Pärson’s gold medal victory, her first Olympic crown after taking a silver and bronze in 2002 and two bronzes here, was Sweden’s first in alpine at the Games since Pernilla Wiberg won the combined gold at Lillehammer in 1994.
On Thursday Swedish media said she conquered her inner demons to win her longed-for first Olympic gold medal in the women’s slalom, heaping praise on the 24-year-old “blue-and-yellow King Kong”.
“Anja Pärson found the perfect harmony and her equipment, body and mind joined together to become a winning unit in the slalom event. That led to the longed-for Olympic gold and now Anja has won everything there is to win,” Swedish daily Svenska Dagbladet wrote.
“Her worst opponent has been inside her own helmet. But yesterday she skied without demons, without any thoughts of Janica Kostelic or the Olympic gold. She stood alone in the starting gate. Empty. Whole,” daily Aftonbladet wrote.
The victory was marked by one of Pärson’s trademark belly dives on the snow, and followed by phone calls from the King of Sweden and Ingemar Stenmark, the Swedish ski legend who is a neighbour of the 24-year-old.
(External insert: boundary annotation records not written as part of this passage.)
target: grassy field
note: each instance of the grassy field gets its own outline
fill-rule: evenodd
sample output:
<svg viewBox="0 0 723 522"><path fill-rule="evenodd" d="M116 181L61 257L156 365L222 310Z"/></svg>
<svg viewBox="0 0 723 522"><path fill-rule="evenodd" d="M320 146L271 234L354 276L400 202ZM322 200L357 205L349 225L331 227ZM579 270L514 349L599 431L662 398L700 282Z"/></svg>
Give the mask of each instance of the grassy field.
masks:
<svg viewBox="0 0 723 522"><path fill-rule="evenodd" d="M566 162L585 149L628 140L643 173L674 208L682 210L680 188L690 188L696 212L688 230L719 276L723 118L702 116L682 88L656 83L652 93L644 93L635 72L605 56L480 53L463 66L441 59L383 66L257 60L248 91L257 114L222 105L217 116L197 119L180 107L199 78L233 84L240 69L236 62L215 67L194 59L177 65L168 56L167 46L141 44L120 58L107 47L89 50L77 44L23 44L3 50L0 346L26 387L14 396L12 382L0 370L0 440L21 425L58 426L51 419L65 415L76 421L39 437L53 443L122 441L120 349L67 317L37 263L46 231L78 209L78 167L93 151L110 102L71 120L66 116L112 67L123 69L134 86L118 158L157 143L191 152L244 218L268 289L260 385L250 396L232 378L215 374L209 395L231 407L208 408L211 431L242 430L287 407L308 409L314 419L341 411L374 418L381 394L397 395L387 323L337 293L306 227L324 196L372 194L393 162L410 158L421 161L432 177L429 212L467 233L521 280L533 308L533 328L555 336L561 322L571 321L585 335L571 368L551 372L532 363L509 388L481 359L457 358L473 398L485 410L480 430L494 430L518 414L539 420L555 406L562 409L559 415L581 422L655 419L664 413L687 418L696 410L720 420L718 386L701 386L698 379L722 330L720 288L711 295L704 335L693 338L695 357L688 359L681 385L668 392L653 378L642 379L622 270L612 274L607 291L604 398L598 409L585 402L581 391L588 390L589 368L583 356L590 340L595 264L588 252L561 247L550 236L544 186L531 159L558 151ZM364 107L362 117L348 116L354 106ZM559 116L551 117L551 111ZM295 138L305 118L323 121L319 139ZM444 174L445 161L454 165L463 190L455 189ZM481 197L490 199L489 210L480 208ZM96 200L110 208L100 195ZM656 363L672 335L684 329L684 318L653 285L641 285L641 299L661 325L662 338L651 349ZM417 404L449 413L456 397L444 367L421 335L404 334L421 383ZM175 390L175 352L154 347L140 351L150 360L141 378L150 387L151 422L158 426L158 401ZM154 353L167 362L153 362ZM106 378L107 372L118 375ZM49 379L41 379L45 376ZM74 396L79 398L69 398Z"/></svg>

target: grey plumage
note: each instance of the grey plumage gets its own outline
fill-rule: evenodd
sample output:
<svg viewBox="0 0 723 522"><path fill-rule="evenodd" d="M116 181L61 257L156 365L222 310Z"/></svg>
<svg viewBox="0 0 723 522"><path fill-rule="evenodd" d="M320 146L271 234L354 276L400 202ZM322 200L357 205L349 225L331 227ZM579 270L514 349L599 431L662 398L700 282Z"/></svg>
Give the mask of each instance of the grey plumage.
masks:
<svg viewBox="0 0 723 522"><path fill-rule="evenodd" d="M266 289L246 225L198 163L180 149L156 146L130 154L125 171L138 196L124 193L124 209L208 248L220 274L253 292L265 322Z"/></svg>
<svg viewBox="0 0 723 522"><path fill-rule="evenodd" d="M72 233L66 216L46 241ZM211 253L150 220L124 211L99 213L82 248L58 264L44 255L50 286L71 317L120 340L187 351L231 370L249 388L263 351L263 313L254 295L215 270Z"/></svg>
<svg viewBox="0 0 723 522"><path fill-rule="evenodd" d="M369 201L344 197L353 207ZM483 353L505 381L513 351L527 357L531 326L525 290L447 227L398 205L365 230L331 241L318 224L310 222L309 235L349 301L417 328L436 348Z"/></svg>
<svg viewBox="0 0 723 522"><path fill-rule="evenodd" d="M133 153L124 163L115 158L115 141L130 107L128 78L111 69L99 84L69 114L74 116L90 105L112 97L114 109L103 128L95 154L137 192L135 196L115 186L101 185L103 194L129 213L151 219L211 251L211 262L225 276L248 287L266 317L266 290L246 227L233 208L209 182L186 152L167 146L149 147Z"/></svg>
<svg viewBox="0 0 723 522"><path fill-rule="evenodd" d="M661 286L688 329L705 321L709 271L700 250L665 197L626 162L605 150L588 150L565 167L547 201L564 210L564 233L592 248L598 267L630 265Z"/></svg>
If the King calling you is something of a rarity, the other call seemed logical: both Stenmark and Pärson hail from Tärnaby, population approximately 1000, location 100km south of the Arctic Circle.
To the Swedes, and most ski racing enthusiasts, Stenmark is the most successful skier in history.
He won the World Cup slalom and giant slalom titles eight times each, two Olympic gold medals in 1980 – four years after winning Olympic bronze – and he dominated a record 86 World Cup races.
The feats of the ‘Silent Swede’ led to a mountain being named in his honour and Pärson, who throughout her life has been coached by her devoted father Anders, grew up skiing on the ‘Ingemarbacken’.
It speaks volumes that even before winning Olympic gold, she was already skiing on the ‘Anjabacken’.
The bigger picture might show that she has often played second fiddle to 24-year-old Croatian rival Janica Kostelic, who at the 2002 Olympics in Salt Lake City dominated Pärson by winning three golds and one silver medal.
Kostelic added a fourth gold here, defending her combined crown and winning silver in the super-G.
In that time Pärson has responded by amassing 32 World Cup victories, two overall World Cup titles – arguably the biggest prize in alpine skiing – and adding to her maiden world championship crown in 2001 with another three titles.
Before the Games she also became one of the few skiers to win in all four World Cup disciplines – a feat that even Stenmark, for all his greatness, could not boast of.
Her concentration on the World Cup’s crystal globe nevertheless had negative side effects.
Pärson admitted it took her focus off setting out to enjoy winning races, an ailment she remedied shortly before arriving at the Olympics.
She began here with a bronze in the downhill, won by Austria’s Michaela Dorfmeister, and took another bronze in the combined behind Kostelic.
On Wednesday, Pärson’s past caught up with her in the best way possible.
“I just wanted to find that look in my eye again, to go down the racehill like I did when I was young,” she said.
With a golden glint in her eye, Pärson’s determination did the rest. And another gold medal, perhaps in the women’s giant slalom on Friday, is not out of the question.
But when it comes to being likened to Stenmark, the bubbly blond-haired Swede quickly becomes the youngster who skied so enthusiastically in and out of the slalom poles on the Ingemarbacken.
“It’s too big for me to tie Ingemar,” she said shortly after speaking to Stenmark by telephone.
“He’s my idol. I’m just a small girl from a small town in Sweden.
“Sometimes I have to pinch myself to believe it’s true.”
But there may still be more to come.
“It’s probably not over yet. Her chances of winning the giant slalom on Friday just grew monstrously. Kostelic will have to do battle with a blue-and-yellow King Kong,” Svenska Dagbladet predicted.